Privacy Assessments are undertaken to assess Parties’ compliance with the obligations defined in Sections I1.2 to I1.5. The assessments are undertaken by an Independent Privacy Auditor, who has been appointed by the SEC Panel to provide the audit services.
The Assessments must be carried out in accordance with a Privacy Controls Framework , which provides the basis for enabling a consistent level of review across all Users. The framework also provides a guide to the types of evidence which could be presented to demonstrate compliance with the Privacy obligations.

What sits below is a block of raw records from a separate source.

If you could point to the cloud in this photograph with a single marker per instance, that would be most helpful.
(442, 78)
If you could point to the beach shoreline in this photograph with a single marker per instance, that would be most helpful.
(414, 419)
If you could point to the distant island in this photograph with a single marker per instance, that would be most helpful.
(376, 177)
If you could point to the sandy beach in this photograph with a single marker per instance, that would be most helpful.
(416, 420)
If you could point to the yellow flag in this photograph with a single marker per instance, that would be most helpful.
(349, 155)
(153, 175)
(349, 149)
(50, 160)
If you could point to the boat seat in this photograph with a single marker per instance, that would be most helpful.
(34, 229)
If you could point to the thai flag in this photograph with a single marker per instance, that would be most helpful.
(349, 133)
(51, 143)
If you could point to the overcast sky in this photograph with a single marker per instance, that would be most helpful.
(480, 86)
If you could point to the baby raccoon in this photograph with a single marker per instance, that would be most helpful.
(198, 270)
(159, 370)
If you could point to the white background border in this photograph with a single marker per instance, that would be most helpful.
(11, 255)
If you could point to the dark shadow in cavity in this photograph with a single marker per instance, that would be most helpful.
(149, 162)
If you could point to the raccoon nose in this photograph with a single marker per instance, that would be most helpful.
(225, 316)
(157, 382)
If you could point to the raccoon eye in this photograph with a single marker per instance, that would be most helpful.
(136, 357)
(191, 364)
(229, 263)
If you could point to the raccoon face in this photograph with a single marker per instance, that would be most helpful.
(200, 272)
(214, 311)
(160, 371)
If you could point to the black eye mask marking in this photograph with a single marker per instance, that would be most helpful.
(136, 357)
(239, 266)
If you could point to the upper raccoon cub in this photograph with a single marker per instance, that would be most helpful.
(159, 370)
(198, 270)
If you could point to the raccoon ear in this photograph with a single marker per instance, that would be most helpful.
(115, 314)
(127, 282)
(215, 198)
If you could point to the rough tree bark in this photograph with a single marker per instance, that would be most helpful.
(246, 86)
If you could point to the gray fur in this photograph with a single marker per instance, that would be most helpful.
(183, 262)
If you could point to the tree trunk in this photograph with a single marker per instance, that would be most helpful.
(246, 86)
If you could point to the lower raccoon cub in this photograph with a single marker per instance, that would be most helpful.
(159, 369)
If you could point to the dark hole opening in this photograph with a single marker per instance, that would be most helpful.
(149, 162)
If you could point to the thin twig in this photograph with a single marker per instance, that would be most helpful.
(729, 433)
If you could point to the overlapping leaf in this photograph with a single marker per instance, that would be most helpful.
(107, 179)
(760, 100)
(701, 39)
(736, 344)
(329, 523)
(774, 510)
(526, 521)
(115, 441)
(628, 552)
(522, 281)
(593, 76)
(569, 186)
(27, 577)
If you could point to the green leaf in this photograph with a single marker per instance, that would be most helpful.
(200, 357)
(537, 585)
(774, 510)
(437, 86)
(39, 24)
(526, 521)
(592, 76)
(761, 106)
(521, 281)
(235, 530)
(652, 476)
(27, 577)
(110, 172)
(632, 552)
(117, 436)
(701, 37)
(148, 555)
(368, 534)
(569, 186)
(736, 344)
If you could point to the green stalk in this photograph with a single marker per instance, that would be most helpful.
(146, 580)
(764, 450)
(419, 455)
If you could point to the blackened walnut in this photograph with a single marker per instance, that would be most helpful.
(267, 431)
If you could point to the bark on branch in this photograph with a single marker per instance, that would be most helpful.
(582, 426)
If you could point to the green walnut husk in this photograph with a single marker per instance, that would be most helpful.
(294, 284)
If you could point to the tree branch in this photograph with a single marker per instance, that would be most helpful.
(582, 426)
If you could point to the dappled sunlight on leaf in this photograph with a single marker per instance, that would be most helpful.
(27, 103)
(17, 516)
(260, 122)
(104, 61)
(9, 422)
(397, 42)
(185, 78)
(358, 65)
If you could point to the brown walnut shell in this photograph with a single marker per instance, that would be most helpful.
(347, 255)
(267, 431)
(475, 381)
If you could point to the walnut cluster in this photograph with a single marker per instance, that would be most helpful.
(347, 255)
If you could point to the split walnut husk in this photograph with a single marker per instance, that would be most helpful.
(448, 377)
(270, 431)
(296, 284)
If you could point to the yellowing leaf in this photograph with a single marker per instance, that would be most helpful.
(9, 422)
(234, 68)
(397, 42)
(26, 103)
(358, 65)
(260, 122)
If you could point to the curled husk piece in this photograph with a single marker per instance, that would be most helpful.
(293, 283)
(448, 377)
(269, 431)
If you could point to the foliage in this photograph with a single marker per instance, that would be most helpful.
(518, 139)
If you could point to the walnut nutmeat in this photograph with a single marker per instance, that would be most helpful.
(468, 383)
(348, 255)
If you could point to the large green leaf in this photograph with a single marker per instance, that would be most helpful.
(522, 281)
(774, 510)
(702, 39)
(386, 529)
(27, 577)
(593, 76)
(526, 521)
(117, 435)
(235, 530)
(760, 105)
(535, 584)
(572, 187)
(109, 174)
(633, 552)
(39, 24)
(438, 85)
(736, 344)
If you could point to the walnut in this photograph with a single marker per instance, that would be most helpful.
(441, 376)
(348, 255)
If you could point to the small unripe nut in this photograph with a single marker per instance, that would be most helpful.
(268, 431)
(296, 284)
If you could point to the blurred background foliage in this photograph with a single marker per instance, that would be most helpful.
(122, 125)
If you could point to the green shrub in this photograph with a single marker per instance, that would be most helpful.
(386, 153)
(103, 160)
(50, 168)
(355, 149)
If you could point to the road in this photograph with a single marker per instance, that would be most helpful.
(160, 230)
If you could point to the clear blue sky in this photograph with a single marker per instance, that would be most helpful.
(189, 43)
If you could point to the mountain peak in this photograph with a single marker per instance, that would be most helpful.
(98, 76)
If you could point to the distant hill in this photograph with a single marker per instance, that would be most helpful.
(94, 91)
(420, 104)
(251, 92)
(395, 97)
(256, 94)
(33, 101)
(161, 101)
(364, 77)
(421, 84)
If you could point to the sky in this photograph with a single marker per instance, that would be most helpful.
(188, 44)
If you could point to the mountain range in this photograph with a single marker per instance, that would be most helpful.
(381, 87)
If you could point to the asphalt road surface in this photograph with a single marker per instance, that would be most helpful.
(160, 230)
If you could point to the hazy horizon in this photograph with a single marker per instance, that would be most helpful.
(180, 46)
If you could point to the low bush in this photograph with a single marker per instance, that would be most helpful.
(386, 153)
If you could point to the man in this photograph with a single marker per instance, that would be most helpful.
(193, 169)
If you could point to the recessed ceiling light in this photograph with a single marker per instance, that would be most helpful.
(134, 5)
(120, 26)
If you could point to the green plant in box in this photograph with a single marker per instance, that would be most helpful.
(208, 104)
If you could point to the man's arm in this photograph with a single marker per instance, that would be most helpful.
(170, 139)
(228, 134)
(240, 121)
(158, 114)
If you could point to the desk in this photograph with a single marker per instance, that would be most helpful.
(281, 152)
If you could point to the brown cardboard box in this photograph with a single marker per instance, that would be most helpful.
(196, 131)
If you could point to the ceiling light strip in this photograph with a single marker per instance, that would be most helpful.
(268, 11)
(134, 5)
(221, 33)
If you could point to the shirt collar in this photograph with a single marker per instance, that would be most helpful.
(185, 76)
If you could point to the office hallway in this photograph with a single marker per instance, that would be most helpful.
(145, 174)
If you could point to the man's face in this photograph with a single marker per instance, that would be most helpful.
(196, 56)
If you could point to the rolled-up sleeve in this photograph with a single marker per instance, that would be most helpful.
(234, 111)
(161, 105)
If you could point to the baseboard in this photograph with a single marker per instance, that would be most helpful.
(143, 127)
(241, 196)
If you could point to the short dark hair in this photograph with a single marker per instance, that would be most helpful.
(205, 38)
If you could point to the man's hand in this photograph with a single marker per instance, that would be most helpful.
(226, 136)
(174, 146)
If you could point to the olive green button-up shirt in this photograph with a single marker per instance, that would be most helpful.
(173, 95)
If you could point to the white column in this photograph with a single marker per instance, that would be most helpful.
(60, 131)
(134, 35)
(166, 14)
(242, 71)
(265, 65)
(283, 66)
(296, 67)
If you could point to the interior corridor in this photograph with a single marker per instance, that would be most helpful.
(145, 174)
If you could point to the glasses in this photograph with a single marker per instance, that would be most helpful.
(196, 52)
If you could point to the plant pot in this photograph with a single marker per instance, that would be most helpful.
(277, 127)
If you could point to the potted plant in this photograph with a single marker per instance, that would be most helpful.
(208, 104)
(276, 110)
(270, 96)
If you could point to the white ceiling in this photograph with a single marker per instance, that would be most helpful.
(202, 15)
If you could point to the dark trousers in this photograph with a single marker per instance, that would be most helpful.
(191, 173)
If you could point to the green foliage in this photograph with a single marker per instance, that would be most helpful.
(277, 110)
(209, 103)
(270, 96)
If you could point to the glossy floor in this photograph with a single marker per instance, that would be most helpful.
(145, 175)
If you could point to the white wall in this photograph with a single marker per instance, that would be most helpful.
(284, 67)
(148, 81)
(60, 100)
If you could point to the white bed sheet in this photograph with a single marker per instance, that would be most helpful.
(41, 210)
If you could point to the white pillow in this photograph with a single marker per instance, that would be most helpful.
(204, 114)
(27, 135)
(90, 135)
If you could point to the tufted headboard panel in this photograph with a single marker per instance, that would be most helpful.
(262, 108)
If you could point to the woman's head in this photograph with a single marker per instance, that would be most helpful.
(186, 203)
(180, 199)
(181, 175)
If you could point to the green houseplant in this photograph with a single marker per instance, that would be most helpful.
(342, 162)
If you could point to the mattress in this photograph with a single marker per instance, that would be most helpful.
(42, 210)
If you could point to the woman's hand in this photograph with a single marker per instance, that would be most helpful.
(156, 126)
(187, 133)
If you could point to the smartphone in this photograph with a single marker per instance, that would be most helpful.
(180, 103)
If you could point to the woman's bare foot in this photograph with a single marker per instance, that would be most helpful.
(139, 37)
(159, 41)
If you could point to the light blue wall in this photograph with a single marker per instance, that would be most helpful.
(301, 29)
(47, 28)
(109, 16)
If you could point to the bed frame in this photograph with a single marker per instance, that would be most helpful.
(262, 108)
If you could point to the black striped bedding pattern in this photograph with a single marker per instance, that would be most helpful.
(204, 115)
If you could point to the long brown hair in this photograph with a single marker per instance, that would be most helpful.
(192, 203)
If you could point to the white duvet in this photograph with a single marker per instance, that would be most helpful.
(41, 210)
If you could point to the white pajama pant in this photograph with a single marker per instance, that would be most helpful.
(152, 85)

As stated in SEC Section I2.13, the Privacy Controls Framework (PCF) shall:
- Set out arrangements designed to ensure that Privacy Assessments are carried out appropriately for the purpose of providing reasonable assurance that Other Users are complying with (or, for the purposes of Section H1.10(d) (User Entry Process Requirements), are capable of complying with) their obligations under I1.2 to I1.5; and
- for that purpose, in particular, specify the principles and criteria to be applied in the carrying out of any Privacy Assessment, including principles designed to ensure that Privacy Assessments take place on a consistent basis across all Other Users; and
- make provision for determining the timing, frequency and selection of Other Users for the purposes of Random Sample Privacy Assessments.